Adaptive pupil masking for quasi-static speckle suppression

TL;DR

This paper introduces an adaptive pupil masking technique that dynamically alters the telescope's diffraction pattern to suppress quasi-static speckles, thereby enhancing the detection of faint companions around bright stars.

Contribution

The study demonstrates that adaptive pupil masks can effectively convert static speckles into dynamic ones, significantly improving contrast and detection capabilities in high-contrast imaging.

Findings

Speckles become dynamic, smoothing the PSF in long exposures.

Contrast ratio improves by approximately 100 times in short exposures.

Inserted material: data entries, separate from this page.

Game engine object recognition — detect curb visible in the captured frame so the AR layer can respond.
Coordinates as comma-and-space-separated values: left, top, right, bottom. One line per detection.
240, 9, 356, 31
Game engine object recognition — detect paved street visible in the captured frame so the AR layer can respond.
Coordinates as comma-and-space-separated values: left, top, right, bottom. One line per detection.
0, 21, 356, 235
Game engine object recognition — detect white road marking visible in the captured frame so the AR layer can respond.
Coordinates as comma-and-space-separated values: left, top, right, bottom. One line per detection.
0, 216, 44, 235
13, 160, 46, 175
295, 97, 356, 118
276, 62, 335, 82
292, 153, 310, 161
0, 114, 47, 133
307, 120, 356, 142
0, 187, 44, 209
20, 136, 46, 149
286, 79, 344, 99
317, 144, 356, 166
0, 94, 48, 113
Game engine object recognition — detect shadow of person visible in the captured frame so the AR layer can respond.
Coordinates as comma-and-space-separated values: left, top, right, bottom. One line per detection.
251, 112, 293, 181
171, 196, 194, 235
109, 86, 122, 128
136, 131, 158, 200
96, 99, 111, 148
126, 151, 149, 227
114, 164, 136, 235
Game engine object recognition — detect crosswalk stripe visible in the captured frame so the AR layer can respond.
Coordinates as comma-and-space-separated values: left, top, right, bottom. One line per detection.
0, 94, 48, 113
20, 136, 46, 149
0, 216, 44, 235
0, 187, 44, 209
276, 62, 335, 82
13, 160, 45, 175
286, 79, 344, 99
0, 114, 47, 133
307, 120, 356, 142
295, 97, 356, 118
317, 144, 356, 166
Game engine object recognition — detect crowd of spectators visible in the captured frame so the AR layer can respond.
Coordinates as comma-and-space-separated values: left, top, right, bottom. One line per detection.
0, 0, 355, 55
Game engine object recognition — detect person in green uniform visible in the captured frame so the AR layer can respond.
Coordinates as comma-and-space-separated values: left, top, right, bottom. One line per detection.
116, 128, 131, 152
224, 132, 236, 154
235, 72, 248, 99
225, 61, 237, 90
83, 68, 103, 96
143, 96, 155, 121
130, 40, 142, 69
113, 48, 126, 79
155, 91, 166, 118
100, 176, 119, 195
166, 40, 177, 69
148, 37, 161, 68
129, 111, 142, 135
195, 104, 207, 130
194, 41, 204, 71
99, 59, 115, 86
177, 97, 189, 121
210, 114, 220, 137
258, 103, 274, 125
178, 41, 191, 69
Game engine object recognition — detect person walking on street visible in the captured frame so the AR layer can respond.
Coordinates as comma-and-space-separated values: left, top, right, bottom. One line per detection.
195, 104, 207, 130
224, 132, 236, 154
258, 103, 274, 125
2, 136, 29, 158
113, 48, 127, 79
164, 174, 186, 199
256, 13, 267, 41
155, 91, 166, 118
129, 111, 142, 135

Faint companions up to 18 magnitudes fainter can be detected.

Abstract

Quasi-static speckles are a current limitation to faint companion imaging of bright stars. Here we show through simulation and theory that an adaptive pupil mask can be used to reduce these speckles and increase the visibility of faint companions. This is achieved by placing an adaptive mask in the conjugate pupil plane of the telescope. The mask consists of a number of independently controllable elements which can either allow the light in the subaperture to pass or block it. This actively changes the shape of the telescope pupil and hence the diffraction pattern in the focal plane. By randomly blocking subapertures we force the quasi-static speckles to become dynamic. The long exposure PSF is then smooth, absent of quasi-static speckles. However, as the PSF will now contain a larger halo due to the blocking, the signal to noise ratio (SNR) is reduced requiring longer exposure times to detect the companion. For example, in the specific case of a faint companion at 5xlambda/D the exposure time to achieve the same SNR will be increased by a factor of 1.35. In addition, we show that the visibility of companions can be greatly enhanced in comparison to long-exposures, when the dark speckle method is applied to short exposure images taken with the adaptive pupil mask. We show that the contrast ratio between PSF peak and the halo is then increased by a factor of approximately 100 (5 magnitudes), and we detect companions 11 magnitudes fainter than the star at 5xlambda/D and up to 18 magnitudes fainter at 22.5xlambda/D.